If this Form is a post-effective amendment filed pursuant to Rule 462(c) under the Securities Act, check the following box and list the Securities Act registration statement number of the earlier effective registration statement for the same offering.  ☐

If this Form is a registration statement pursuant to General Instruction I.D. or a post-effective amendment thereto that shall become effective upon filing with the Commission pursuant to Rule 462(e) under the Securities Act, check the following box.  ☐

If this Form is a post-effective amendment to a registration statement filed pursuant to General Instruction I.D. filed to register additional securities or additional classes of securities pursuant to Rule 413(b) under the Securities Act, check the following box.  ☐

Indicate by check mark whether the registrant is a large accelerated filer, an accelerated filer, a non-accelerated filer, a smaller reporting company, or an emerging growth company. See the definitions of “large accelerated filer,” “accelerated filer,” “smaller reporting company,” and “emerging growth company” in Rule 12b-2 of the Exchange Act.

 

Large accelerated filer      Accelerated filer  
Non-accelerated filer      Smaller reporting company  
     Emerging growth company  

If an emerging growth company, indicate by check mark if the registrant has elected not to use the extended transition period for complying with any new or revised financial accounting standards provided pursuant to Section 7(a)(2)(B) of the Securities Act.  ☐

 

 

 


EXPLANATORY STATEMENT — DEREGISTRATION OF UNSOLD SECURITIES

This Post-Effective Amendment (this “Post-Effective Amendment”) relates to Registration Statement No. 333-236963 (the “Registration Statement”) of Soliton, Inc. (the “Company”) on Form S-3, registering an indeterminate number of shares common stock, par value $0.001 per share (the “Common Stock”), an indeterminate principal amount of debt securities, an indeterminate number of warrants to purchase Common Stock or debt securities and an indeterminate number of units consisting of such securities of the Company as shall have an aggregate initial offering price not to exceed $75,000,000.
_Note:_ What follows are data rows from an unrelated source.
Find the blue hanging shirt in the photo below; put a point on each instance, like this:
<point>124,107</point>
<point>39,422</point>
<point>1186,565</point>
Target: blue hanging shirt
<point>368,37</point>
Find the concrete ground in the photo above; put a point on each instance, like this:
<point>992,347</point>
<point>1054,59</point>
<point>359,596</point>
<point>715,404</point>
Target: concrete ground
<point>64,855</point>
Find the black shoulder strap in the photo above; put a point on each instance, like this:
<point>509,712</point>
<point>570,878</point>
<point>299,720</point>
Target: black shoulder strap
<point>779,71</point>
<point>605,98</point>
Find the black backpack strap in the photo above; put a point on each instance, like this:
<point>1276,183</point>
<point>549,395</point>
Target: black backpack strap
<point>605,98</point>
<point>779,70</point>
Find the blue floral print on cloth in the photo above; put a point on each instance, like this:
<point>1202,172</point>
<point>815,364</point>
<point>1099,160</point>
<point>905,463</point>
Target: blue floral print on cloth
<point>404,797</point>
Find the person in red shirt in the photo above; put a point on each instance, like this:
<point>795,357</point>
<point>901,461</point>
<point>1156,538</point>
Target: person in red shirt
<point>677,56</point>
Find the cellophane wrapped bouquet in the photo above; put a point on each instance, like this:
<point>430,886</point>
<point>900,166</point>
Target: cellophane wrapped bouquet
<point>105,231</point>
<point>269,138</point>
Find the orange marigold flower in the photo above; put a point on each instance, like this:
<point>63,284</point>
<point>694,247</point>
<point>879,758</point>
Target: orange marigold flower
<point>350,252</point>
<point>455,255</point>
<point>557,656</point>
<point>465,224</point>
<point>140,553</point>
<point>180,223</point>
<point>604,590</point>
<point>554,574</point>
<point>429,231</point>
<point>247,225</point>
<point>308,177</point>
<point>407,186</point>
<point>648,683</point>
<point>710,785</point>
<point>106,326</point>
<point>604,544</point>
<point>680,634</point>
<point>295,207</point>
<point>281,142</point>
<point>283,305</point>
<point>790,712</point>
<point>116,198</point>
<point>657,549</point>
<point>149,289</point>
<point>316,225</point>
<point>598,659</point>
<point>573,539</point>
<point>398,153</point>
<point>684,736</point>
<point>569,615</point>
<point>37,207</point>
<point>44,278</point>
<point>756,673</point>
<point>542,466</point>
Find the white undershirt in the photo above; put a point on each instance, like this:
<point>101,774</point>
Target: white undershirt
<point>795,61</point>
On December 16, 2021 (the “Effective Time”), the Company completed the merger contemplated by the Agreement and Plan of Merger (the “Merger Agreement”), dated as of May 8, 2021, among the Company, AbbVie Inc. (“AbbVie”) and Scout Merger Sub, Inc., a wholly owned subsidiary of AbbVie (“Merger Sub”). Pursuant to the Merger Agreement, Merger Sub was merged with and into the Company (the “Merger”), with the Company surviving the Merger as a wholly-owned subsidiary of AbbVie. Upon consummation of the Merger, at the Effective Time, each share of common stock of the Company issued and outstanding immediately prior to the Effective Time (other than shares owned by the Company, AbbVie, or Merger Sub (which were cancelled) and shares with respect to which appraisal rights were properly exercised and not withdrawn under Delaware law) was automatically converted into the right to receive $22.60 in cash, without interest.

As a result of the Merger, the Company has terminated any and all offerings of its securities pursuant to the Registration Statement. Accordingly, the Company hereby terminates the effectiveness of the Registration Statement and, in accordance with the undertakings made by the Company in the Registration Statement to remove from registration, by means of a post-effective amendment, any securities that had been registered for issuance but remain unsold at the termination of the offering, removes from registration any and all securities of the Company registered but unsold under the Registration Statement as of the date hereof.


SIGNATURES

Pursuant to the requirements of the Securities Act of 1933, as amended, and Rule 478 thereunder, the registrant certifies that it has reasonable grounds to believe that it meets all of the requirements for filing on Form S-3 and has duly caused this Post-Effective Amendment to the Registration Statement on Form S-3 to be signed on its behalf by the undersigned, thereunto duly authorized, in the City of Houston, State of Texas, on December 16, 2021.

 

SOLITON, INC.
By:  

/s/ Robert A. Michael

Name:   Robert A. Michael
Title:   President

Note: No other person is required to sign this Post-Effective Amendment to the Registration Statement in reliance on Rule 478 under the Securities Act of 1933, as amended.